General Motors vs. Microsoft
Bill Gates is hanging out with the chairman of General Motors. 'If automotive technology had kept pace with computer technology over the past few decades, ' boasts Gates, 'you would now be driving a V-32 instead of a V-8, and it would have a top speed of 10, 000 miles per hour, ' says Gates.
'Or, you could have an economy car that weighs 30 pounds and gets a thousand miles to a gallon of gas. In either case, the sticker price of a new car would be less than $50, ' he continues.
In response to all this goading, the GM chairman replies, 'Yes, but would you really want to drive a car that crashes four times a day?'
Dr.
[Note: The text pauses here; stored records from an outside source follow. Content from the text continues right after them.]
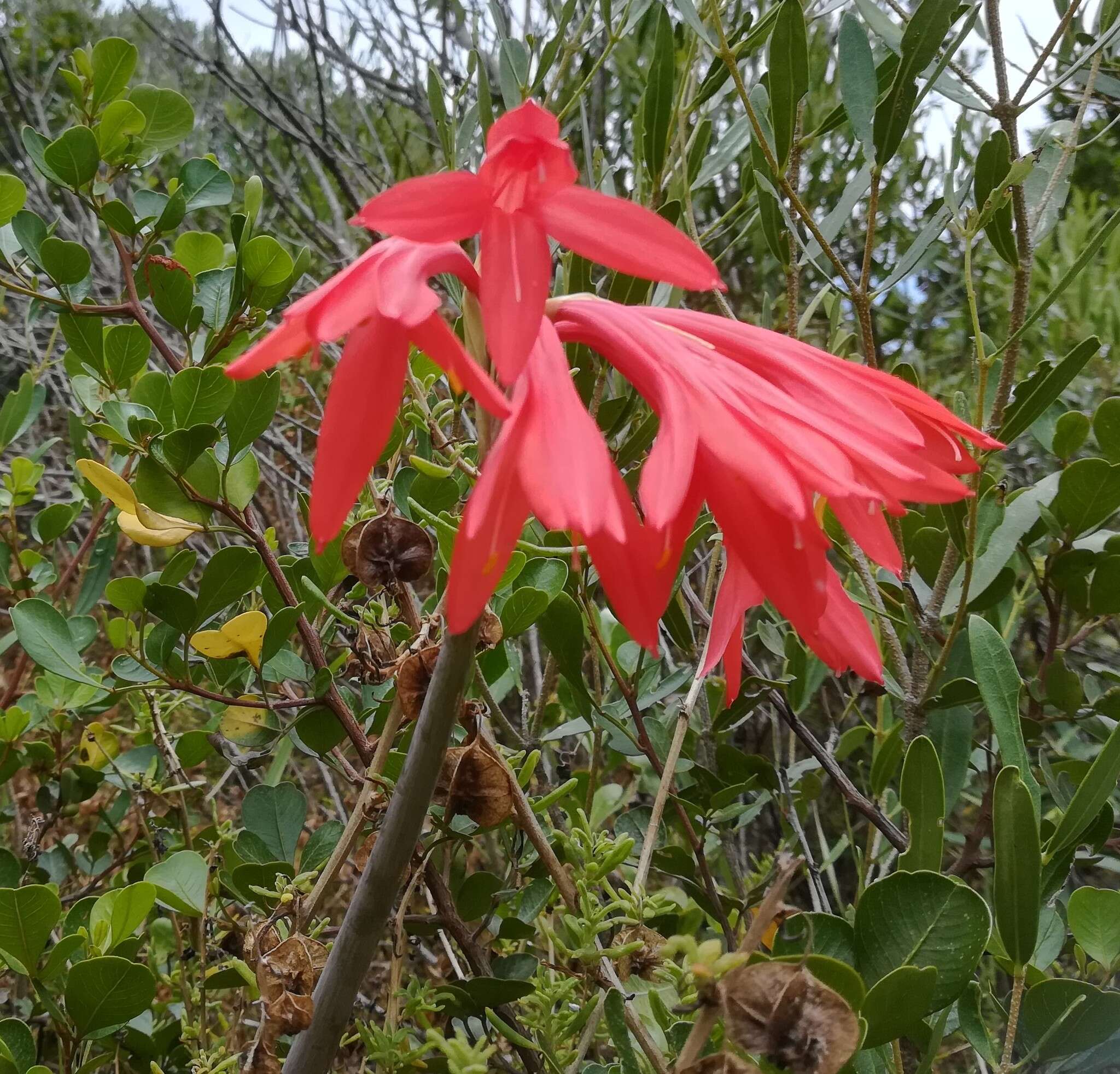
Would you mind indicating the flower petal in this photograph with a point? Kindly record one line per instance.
(362, 405)
(737, 592)
(626, 237)
(451, 206)
(516, 276)
(492, 523)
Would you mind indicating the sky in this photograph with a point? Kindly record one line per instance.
(1023, 20)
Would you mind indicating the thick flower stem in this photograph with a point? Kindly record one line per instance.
(313, 1050)
(1013, 1023)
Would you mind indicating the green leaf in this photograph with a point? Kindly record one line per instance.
(66, 263)
(924, 33)
(318, 730)
(215, 295)
(1107, 428)
(120, 121)
(127, 348)
(319, 846)
(113, 62)
(13, 195)
(859, 86)
(45, 638)
(1017, 520)
(614, 1012)
(180, 448)
(277, 815)
(993, 163)
(201, 395)
(251, 410)
(204, 184)
(108, 991)
(16, 408)
(1035, 395)
(199, 252)
(922, 920)
(231, 573)
(562, 628)
(658, 99)
(124, 910)
(1093, 791)
(999, 683)
(476, 894)
(266, 263)
(788, 63)
(1091, 1023)
(1017, 883)
(154, 391)
(168, 116)
(523, 608)
(27, 918)
(896, 1003)
(922, 793)
(175, 606)
(73, 156)
(17, 1037)
(1088, 495)
(172, 291)
(973, 1025)
(1094, 921)
(242, 480)
(126, 595)
(30, 231)
(180, 881)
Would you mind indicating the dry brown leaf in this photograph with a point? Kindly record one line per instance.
(348, 549)
(413, 678)
(391, 550)
(780, 1011)
(721, 1063)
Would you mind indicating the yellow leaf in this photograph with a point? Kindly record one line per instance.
(247, 725)
(155, 520)
(158, 538)
(214, 644)
(99, 746)
(109, 484)
(247, 630)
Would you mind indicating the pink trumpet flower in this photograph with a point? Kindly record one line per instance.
(762, 426)
(382, 303)
(524, 192)
(550, 460)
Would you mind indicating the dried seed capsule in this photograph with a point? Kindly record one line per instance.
(391, 550)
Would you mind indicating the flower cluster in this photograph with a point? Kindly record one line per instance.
(766, 431)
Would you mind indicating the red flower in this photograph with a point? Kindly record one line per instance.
(382, 303)
(761, 425)
(524, 192)
(550, 461)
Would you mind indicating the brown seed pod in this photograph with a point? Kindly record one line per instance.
(413, 678)
(490, 630)
(780, 1011)
(477, 785)
(721, 1063)
(641, 963)
(391, 550)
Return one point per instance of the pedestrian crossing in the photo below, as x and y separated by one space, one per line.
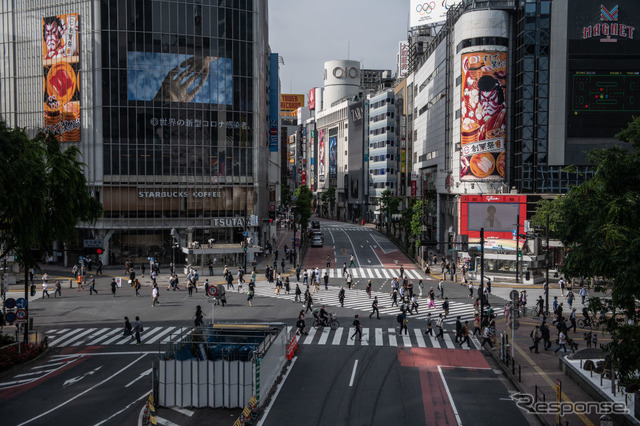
345 228
368 273
371 336
359 300
381 336
104 336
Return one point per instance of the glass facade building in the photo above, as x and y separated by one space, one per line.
171 105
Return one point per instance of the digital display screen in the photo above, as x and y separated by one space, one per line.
493 217
597 91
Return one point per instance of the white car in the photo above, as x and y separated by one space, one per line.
317 241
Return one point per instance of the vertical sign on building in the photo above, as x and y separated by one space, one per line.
274 103
483 111
312 99
61 85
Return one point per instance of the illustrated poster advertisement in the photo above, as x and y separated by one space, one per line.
483 112
61 86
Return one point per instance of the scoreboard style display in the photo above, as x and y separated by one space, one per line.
605 91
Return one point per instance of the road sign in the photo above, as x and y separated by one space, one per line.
514 294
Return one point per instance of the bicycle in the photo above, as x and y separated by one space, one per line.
331 322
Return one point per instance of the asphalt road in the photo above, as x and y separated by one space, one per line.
79 389
348 386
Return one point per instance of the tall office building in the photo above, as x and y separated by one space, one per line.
167 102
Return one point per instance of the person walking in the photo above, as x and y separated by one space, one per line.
402 320
297 293
440 327
357 327
374 308
251 293
429 325
137 329
198 317
155 295
458 329
562 342
127 331
486 337
535 335
58 289
394 297
465 335
545 334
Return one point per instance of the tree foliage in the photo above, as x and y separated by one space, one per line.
43 194
303 205
598 223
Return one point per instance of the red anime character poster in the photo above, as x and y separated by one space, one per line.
61 85
482 119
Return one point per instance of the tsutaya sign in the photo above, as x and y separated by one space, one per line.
178 194
608 28
227 222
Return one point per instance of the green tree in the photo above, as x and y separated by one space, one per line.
285 195
303 205
389 204
417 220
43 194
598 223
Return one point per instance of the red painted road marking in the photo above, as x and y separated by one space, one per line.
437 407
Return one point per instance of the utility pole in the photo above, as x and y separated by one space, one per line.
546 264
517 248
481 276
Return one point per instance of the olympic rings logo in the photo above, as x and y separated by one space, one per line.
426 8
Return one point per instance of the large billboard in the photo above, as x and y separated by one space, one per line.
497 214
61 85
333 157
321 157
483 113
429 12
174 77
291 102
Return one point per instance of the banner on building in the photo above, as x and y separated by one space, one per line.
61 85
429 12
291 102
483 111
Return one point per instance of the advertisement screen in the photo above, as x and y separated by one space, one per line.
493 217
483 111
333 157
173 77
321 155
60 60
429 12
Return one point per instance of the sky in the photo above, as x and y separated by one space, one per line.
307 33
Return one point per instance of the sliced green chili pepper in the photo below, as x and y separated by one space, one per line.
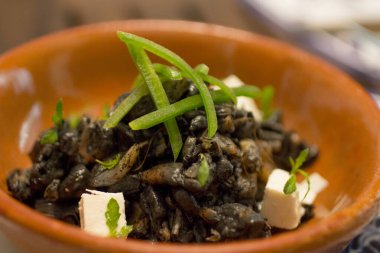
158 94
177 61
188 104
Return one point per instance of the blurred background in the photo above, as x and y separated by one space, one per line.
346 32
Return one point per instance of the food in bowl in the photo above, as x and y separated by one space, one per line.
176 160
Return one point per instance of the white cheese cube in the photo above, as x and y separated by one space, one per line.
317 184
244 103
281 210
92 209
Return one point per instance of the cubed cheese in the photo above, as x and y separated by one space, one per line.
281 210
92 209
244 103
317 184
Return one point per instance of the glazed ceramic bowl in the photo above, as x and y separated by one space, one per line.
89 67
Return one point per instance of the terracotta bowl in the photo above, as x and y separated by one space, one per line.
89 66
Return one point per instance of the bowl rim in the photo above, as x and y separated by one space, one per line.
333 227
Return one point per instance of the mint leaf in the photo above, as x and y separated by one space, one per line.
290 185
74 121
112 216
110 164
203 171
49 137
124 231
301 159
306 176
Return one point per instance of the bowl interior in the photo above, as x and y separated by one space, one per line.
90 68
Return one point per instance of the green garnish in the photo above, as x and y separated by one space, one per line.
111 163
51 136
266 101
168 55
112 216
290 185
106 110
203 171
74 121
202 69
188 104
158 94
170 73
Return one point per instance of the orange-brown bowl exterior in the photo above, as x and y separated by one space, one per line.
89 66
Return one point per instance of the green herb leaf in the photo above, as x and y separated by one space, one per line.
106 112
74 121
168 72
58 116
290 185
112 216
187 104
266 101
125 231
49 137
306 176
203 171
178 62
202 69
300 159
110 164
158 94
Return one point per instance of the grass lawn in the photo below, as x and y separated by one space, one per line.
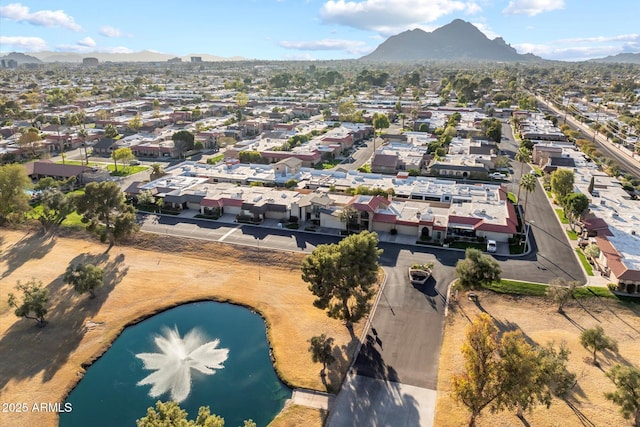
297 415
329 164
465 245
71 162
592 291
585 263
158 273
125 170
541 324
563 219
518 288
215 159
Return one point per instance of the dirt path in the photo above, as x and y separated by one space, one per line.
540 322
43 365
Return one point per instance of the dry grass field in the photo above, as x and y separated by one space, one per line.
149 275
540 322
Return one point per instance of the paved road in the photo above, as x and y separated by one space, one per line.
628 164
553 253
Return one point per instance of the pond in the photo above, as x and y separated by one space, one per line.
200 354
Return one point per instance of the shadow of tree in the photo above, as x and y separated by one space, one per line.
374 402
31 246
573 322
336 372
28 350
581 416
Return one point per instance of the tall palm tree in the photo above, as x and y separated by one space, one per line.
523 155
82 133
528 182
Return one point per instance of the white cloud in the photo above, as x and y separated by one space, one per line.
602 39
354 47
532 7
580 49
46 18
108 31
486 30
87 41
391 16
116 49
27 44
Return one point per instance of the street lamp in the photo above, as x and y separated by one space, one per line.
528 230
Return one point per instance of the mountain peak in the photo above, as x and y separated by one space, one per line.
457 41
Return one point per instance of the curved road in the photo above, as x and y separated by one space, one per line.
627 164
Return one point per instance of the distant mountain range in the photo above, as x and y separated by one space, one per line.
456 41
143 56
625 58
21 58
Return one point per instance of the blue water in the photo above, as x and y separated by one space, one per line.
246 388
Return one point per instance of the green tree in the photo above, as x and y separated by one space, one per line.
592 251
321 349
122 155
55 207
83 134
562 183
196 114
349 216
595 340
560 291
169 414
30 139
135 123
575 205
380 121
84 278
528 183
105 212
592 182
183 141
502 162
342 275
479 384
110 131
523 155
14 200
477 269
34 301
627 394
157 171
493 129
508 372
346 111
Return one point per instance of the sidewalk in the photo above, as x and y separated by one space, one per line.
597 279
312 398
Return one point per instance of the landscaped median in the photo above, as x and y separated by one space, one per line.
539 321
517 287
159 273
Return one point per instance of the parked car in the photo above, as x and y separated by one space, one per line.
420 273
497 175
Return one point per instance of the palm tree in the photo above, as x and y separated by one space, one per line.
82 133
523 155
528 182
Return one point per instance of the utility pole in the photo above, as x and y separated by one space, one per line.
595 128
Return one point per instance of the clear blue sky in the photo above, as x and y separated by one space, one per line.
312 29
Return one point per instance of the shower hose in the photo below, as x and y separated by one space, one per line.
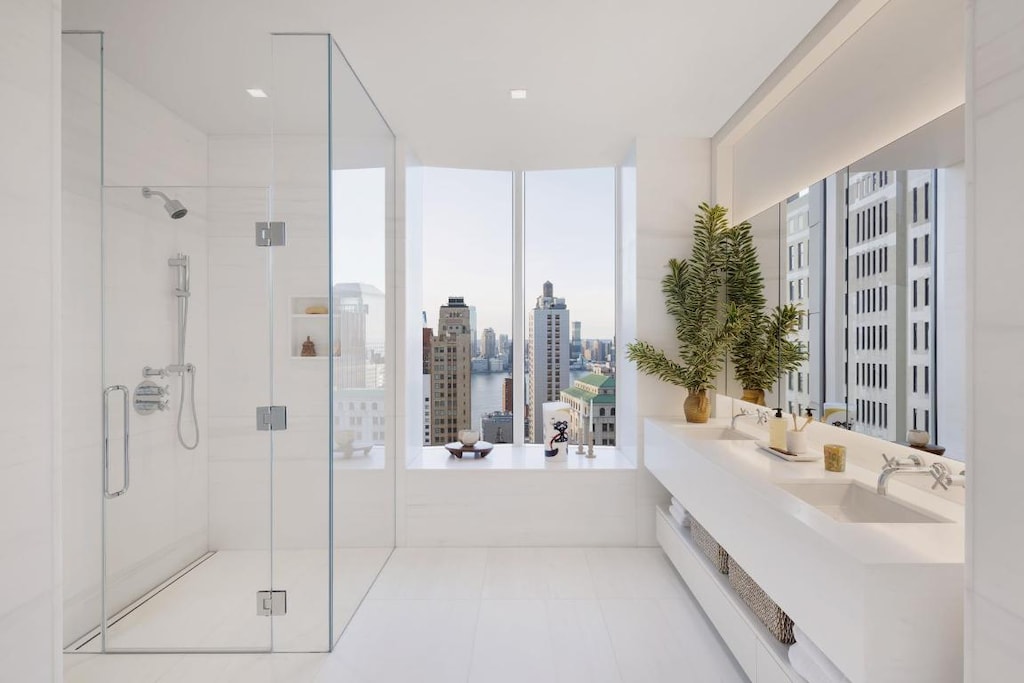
190 375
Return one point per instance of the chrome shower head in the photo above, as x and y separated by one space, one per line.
174 208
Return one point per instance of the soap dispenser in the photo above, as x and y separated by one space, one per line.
777 426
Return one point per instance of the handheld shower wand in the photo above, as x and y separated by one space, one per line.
185 370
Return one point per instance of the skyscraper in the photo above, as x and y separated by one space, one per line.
547 357
592 410
474 340
892 294
489 343
450 373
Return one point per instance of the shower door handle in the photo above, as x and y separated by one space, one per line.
108 494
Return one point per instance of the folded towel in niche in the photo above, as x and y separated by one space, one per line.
820 660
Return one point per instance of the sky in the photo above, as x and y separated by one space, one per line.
467 241
569 240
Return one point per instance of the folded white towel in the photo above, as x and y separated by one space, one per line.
821 662
678 514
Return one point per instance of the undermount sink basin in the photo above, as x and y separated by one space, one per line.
856 503
716 434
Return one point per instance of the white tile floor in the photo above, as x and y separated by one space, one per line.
484 615
213 606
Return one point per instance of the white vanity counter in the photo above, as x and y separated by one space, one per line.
883 600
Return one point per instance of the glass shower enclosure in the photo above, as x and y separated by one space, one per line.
241 368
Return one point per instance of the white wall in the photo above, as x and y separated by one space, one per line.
30 437
903 68
994 167
951 316
160 524
673 176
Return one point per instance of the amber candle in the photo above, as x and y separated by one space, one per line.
835 458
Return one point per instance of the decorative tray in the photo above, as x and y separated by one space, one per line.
785 455
480 449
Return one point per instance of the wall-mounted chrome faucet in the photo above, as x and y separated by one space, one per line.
945 478
912 464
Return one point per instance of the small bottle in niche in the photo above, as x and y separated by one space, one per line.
308 348
777 427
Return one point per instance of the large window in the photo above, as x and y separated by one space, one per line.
468 250
472 378
569 302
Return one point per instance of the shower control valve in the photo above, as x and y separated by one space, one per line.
150 397
150 389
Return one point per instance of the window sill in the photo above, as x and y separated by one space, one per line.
508 457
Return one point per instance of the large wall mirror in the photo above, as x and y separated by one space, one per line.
873 256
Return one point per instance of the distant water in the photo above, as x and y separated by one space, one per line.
486 392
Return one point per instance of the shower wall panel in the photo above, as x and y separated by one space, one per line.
145 143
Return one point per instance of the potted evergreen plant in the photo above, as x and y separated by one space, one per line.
764 347
706 325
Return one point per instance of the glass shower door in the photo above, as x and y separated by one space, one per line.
186 476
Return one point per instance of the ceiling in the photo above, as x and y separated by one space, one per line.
599 73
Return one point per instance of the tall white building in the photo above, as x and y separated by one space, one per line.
799 284
891 292
547 357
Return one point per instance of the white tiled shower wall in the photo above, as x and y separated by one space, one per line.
30 177
161 523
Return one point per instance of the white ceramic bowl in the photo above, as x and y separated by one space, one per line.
916 437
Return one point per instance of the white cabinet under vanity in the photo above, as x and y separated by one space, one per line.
883 600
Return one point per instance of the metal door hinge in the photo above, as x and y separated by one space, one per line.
270 233
271 603
271 418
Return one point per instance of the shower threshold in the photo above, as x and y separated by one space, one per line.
91 641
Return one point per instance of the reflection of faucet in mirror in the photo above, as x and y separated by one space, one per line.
945 478
761 416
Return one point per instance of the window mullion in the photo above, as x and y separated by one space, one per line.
518 310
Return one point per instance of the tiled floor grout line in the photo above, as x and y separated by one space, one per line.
604 620
476 624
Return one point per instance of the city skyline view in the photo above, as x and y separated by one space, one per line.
568 228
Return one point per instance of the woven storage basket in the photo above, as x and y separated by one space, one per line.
776 621
709 546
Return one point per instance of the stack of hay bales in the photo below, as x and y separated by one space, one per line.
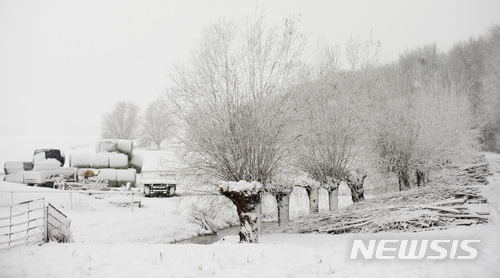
114 161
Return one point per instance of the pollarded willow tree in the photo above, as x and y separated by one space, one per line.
326 148
232 98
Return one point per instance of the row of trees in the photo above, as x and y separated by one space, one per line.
251 107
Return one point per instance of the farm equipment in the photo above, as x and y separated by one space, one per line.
159 183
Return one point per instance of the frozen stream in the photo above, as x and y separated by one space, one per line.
209 239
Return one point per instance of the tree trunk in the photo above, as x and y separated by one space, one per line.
248 208
313 193
357 191
404 181
421 178
333 197
283 202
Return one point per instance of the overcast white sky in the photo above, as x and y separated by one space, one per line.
65 63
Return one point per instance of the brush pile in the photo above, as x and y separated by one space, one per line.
419 209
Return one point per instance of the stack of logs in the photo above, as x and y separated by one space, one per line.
410 211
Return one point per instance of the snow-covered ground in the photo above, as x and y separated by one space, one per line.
111 241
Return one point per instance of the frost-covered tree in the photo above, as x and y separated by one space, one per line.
326 144
122 122
419 130
490 81
158 123
232 98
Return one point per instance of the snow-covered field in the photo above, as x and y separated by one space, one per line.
111 241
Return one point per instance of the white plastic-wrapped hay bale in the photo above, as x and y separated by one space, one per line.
79 160
118 161
99 160
15 177
106 145
39 157
108 175
123 176
12 167
125 146
48 164
136 162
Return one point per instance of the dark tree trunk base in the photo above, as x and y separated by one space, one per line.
248 208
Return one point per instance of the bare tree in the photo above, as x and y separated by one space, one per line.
233 101
122 122
158 123
327 140
421 130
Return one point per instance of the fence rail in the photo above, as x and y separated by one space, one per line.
24 225
70 196
32 222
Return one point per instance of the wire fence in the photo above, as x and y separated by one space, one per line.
23 223
71 199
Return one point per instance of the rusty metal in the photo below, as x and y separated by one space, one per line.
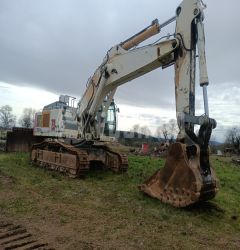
75 161
17 237
181 182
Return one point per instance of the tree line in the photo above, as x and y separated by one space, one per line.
9 120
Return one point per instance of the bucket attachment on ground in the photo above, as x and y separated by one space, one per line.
182 181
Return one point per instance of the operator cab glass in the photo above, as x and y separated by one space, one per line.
110 122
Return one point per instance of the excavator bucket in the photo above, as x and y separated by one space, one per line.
182 181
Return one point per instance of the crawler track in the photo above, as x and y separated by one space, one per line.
75 161
17 237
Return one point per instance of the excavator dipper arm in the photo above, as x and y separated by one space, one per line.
187 176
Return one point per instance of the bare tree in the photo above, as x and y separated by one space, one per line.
27 118
145 130
7 119
159 132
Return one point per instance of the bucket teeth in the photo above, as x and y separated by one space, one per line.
180 182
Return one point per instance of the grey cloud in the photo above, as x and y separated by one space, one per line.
58 44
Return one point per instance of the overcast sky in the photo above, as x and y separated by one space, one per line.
52 47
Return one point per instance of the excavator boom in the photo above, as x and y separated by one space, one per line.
187 176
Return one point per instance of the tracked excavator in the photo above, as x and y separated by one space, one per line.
187 176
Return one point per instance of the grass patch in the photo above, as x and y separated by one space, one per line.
108 206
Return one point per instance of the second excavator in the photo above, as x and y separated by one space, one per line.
187 176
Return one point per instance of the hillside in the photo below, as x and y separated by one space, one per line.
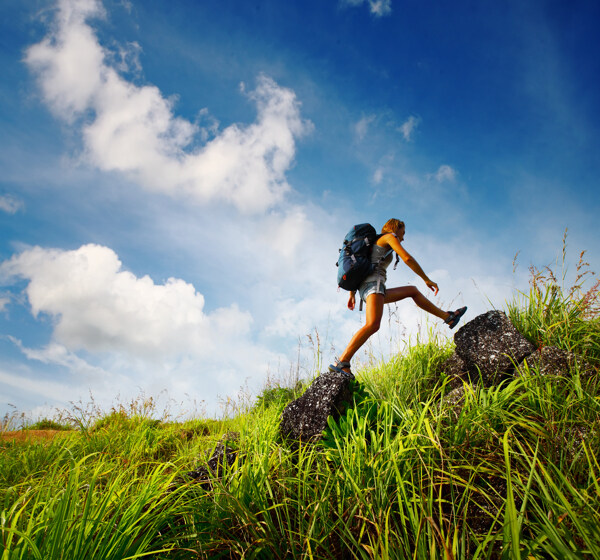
508 470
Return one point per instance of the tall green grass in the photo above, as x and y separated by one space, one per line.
511 473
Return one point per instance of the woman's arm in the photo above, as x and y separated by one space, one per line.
410 261
352 301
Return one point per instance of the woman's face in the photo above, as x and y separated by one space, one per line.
400 233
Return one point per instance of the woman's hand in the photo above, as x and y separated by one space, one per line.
432 286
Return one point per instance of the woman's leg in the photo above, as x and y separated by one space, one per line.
373 313
396 294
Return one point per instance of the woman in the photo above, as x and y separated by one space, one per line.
374 293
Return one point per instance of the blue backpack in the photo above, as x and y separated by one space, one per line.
354 263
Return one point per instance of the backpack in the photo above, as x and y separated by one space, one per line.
354 263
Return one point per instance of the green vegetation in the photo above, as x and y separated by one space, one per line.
512 474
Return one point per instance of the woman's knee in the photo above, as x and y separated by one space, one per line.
372 327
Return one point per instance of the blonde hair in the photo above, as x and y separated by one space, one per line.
392 226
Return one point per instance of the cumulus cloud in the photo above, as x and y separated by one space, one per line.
132 129
10 204
98 307
444 173
409 126
377 7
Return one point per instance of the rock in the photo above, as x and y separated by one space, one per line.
490 344
306 418
222 455
554 361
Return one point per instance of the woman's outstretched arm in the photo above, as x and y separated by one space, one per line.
411 262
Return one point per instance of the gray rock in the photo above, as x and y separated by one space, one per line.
305 418
215 466
490 345
554 361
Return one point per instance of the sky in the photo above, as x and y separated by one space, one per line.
176 179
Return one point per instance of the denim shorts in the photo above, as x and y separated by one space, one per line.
368 288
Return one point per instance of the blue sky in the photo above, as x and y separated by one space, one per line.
176 179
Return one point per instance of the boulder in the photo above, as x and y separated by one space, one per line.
491 346
305 418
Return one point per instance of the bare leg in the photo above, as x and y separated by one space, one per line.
396 294
373 313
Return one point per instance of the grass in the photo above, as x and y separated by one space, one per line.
511 474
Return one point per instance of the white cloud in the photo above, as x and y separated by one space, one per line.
377 7
10 204
132 129
96 306
444 173
362 126
409 126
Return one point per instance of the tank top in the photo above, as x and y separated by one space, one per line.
381 257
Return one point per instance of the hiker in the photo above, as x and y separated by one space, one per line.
373 292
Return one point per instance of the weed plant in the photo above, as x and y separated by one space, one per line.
512 472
Seuss Computer Manual
If a packet hits a pocket on a socket on a port,
And the bus is interrupted as a very last resort,
And the address of the memory makes your floppy disk abort,
Then the socket packet pocket has an error to report!
If your cursor finds a menu item followed by a dash,
And the double-clicking icons put your window in the trash,
And your data is corrupted 'cause the index doesn't hash,
Then your situation's hopeless, and your system's gonna crash!
If the label on your cable on the gable at your house,
Says the network is connected to the button on your mouse,
But your packets want to tunnel to another protocol,
That's repeatedly rejected by the printer down the hall.
And your screen is all distorted by the side effects of gauss,
So your icons in the window are as wavy as a souse,
Then you may as well reboot and go out with a bang,
'Cause as sure as I'm a poet, the sucker's gonna hang!
When the copy of your floppy's getting sloppy on the disk,
And the microcode instructions cause unnecessary RISC,
The you have to flash your memory and you'll want to RAM your ROM,
Quickly turn off the computer and be sure to tell your mom!
There was once a young man who, in his youth, professed his desire to become a great writer.
When asked to define "great" he said, "I want to write stuff that the whole world will read, stuff that people will react to on a truly emotional level, stuff that will make them scream, cry, howl in pain and anger!"
He now works for Microsoft, writing error messages.